VPN and not ipsec trafic in the same interface

andrey.v.tyurin · ‎08-19-2008

Hi all!

I have a problem! I use outside interface for the easyVPNserver in my PIX 535 (some user use cisco vpn client to connect on my PIX to use some security servers) :

crypto map xxx_map interface outside

isakmp enable outside

bat at the same time I want to pass the ip traffic through (not ip-sec) the same interface "outside". And I see in my syslog server the next:

PIX-6-110001: No route to 10.1.136.11 from 10.1.102.195

I have route table :

route outside 0.0.0.0 0.0.0.0 10.1.0.9 1 OTHER static

10.1.102.195 - It is the address the give me the PIX from it local pool:

ip local pool yyy 10.1.102.129-10.1.102.254

config vpngoup the next:

vpngroup xxxgroup adderss-pool yyy

vpngroup xxxgroup idle-time 1800

vpngroup xxxgroup password ********

Help! is it possible?

andrew.prince · ‎08-20-2008

Andrey,

I "Think" from your descripton you want to do the following on the below url:-

http://www.cisco.com/en/US/customer/products/ps6120/products_tech_note09186a0080734db7.shtml

http://www.cisco.com/en/US/customer/products/hw/vpndevc/ps2030/products_configuration_example09186a00805734ae.shtml

HTH>

andrey.v.tyurin · ‎08-20-2008

Andrew!

I'm sorry, but your links does no open. I see the next:

Forbidden File or Application

The file or application you are trying to access may require additional entitlement or you are trying to access a file with an invalid name. Additional entitlement levels are granted based on a users relationship with Cisco on a per-application basis.

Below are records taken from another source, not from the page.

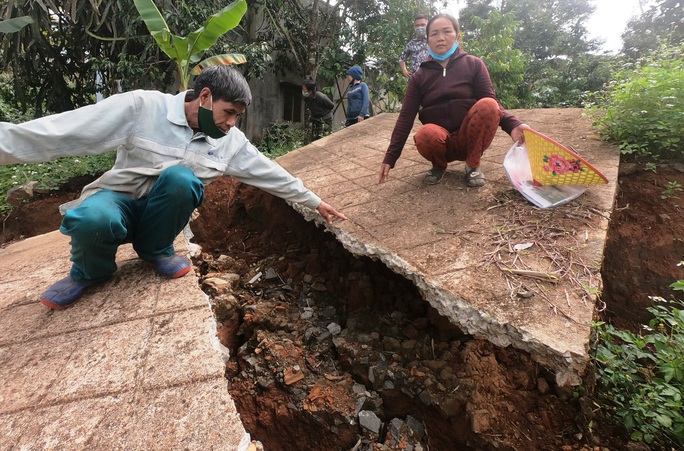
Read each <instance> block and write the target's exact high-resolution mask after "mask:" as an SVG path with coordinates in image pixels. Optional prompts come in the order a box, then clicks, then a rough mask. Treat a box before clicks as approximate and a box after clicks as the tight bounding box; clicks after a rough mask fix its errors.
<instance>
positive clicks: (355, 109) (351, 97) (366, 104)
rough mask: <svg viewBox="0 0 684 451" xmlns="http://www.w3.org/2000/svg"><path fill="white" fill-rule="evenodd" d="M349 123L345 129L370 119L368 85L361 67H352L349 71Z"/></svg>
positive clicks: (347, 113)
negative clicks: (364, 77)
mask: <svg viewBox="0 0 684 451" xmlns="http://www.w3.org/2000/svg"><path fill="white" fill-rule="evenodd" d="M347 80H348V81H349V88H348V89H347V121H346V122H345V123H344V126H345V127H349V126H350V125H354V124H356V123H359V122H361V121H363V120H364V119H368V107H369V106H370V95H369V92H368V85H366V84H365V83H364V82H363V81H362V80H363V71H362V70H361V67H359V66H352V67H350V68H349V70H347Z"/></svg>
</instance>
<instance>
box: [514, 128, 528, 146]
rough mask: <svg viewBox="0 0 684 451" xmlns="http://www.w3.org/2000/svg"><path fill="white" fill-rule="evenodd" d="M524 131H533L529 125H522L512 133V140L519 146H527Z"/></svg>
mask: <svg viewBox="0 0 684 451" xmlns="http://www.w3.org/2000/svg"><path fill="white" fill-rule="evenodd" d="M523 130H532V127H530V126H529V125H527V124H520V125H518V126H517V127H515V128H514V129H513V131H511V138H512V139H513V141H518V144H520V145H523V144H525V134H524V133H523Z"/></svg>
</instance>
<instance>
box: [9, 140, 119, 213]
mask: <svg viewBox="0 0 684 451" xmlns="http://www.w3.org/2000/svg"><path fill="white" fill-rule="evenodd" d="M115 158H116V153H115V152H114V151H111V152H107V153H104V154H101V155H91V156H86V157H73V158H59V159H57V160H54V161H49V162H47V163H32V164H13V165H9V166H0V193H2V194H3V196H2V197H0V215H6V214H7V213H9V212H10V211H11V210H12V206H11V205H10V204H8V203H7V199H6V196H5V195H4V194H6V193H7V191H9V190H10V189H12V188H14V187H17V186H21V185H23V184H25V183H28V182H32V181H38V182H39V185H38V187H39V188H42V189H54V190H58V189H60V188H61V187H62V185H64V184H65V183H66V182H67V181H69V180H71V179H73V178H76V177H80V176H83V175H97V174H102V173H103V172H105V171H107V170H109V169H111V167H112V166H113V165H114V160H115Z"/></svg>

If you feel you have reached this page in error, please try one of the following methods to locate your document:

1. If you are manually entering the URL into your browser location bar, be sure to include the file name of the page you are trying to access (file names typically end in .htm, .html or .shtml).

2. Use the Search feature located in the upper right section of this page.

3. Return to the Cisco.com Home or select a primary site area from the top navigation bar.

4. Consult with your Cisco Account Manager to confirm you have the appropriate entitlement to access this page.

If you would like to contact someone about this problem, please click on the Contacts & Feedback link below.

andrew.prince · ‎08-20-2008

OK,

configure the below in the ASA and re-test:-

same-security-traffic permit intra-interface

HTH>

andrey.v.tyurin · ‎08-20-2008

HI!

I'm soo sorry that I don't tell You. Version of my PIX 6.3(5), and It does not have this command.

andrew.prince · ‎08-21-2008

if you want to take advantage of this feature - you need to upgrade your device to version 7.x or 8.x

HTH>

andrey.v.tyurin · ‎08-22-2008

Sorry but we can not change this version. We have certification for this version only.

You tell that it is possible for version 7. 8.

You don't know how do this in 6.3, am I right?

andrew.prince · ‎08-22-2008

The functionality is not available in the ver 6.x train.